Given Beijing’s belligerence, the argument is beguiling. It is also displacement activity, an excuse not to admit what has really happened since the 1990s. Yes, China has grown at a much faster pace than almost anyone imagined. But the explanation for the weakening of western democracies lies largely in the west.
America’s wars of choice in Afghanistan and Iraq are part of the story. They were intended as a salutary demonstration of US power. Instead these vastly costly and unpopular conflicts served to delineate the limits of the Pax Americana. The sole superpower promised to remake the Middle East. Instead, as we saw last month in the fall of Kabul, Washington has been forced to cut and run. The rest of the world notices these things.
The failure in the Middle East, however, pales into insignificance against the damage inflicted by the 2008 global financial crash. Historians will record the crash as a momentous geopolitical as much as an economic event — the moment western democracies suffered a potentially lethal blow.
The failure of laissez-faire economics was visible before the collapse of Lehman Brothers. The incomes of the not-so-well-off had long been stagnating under the pressure of technological advance and open markets. It was obvious, too, that the rewards of globalisation were being reaped by the rich and super-rich.
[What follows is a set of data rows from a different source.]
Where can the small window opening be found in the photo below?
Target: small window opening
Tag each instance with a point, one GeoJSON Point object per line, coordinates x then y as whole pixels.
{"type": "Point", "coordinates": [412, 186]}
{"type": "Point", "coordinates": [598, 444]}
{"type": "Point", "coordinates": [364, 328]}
The crash, though, crystallised what had become, in effect, an elaborate shakedown.
Those looking for an explanation for Donald Trump’s presidential victory, for the UK Brexit vote, or for populist insurgencies across Europe need reach no further. The excesses of the financial services industry and the decision of governments to heap the costs of the crisis on to the working and lower middle classes have struck at the very heart of democratic legitimacy.
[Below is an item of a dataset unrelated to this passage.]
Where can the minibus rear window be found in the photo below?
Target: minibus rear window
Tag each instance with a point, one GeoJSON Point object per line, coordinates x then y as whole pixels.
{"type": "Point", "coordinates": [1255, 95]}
What Trump understood, as did populists elsewhere, is that the voters’ respect for established politics is rooted in a bargain. Public faith in democracy — in the rule of law and the institutions of the state — rests on a perception that the system at least nods towards fairness. There have been reforms to that end since the crash, but little to suggest they are enough.
There was nothing wrong with the ambition of the post cold war optimists. It remains hard to see how the world can work without liberal democracy and a rules-based international system. What the optimists missed then, and the China watchers overlook now, is the hollowing out of trust in democracy at home. Of course, China is a potential threat. A second presidential term for Trump would be a much more dangerous one.
It may be that history will conclude that the excessive optimism of the 1990s is being mirrored today by too much pessimism. That’s a judgment I intend to leave to others. For a political commentator, 25 years in the same slot is long enough. So this is my last column. I will continue to write from time to time as an FT contributing editor, but otherwise intend to go in search of a better understanding of, well, history.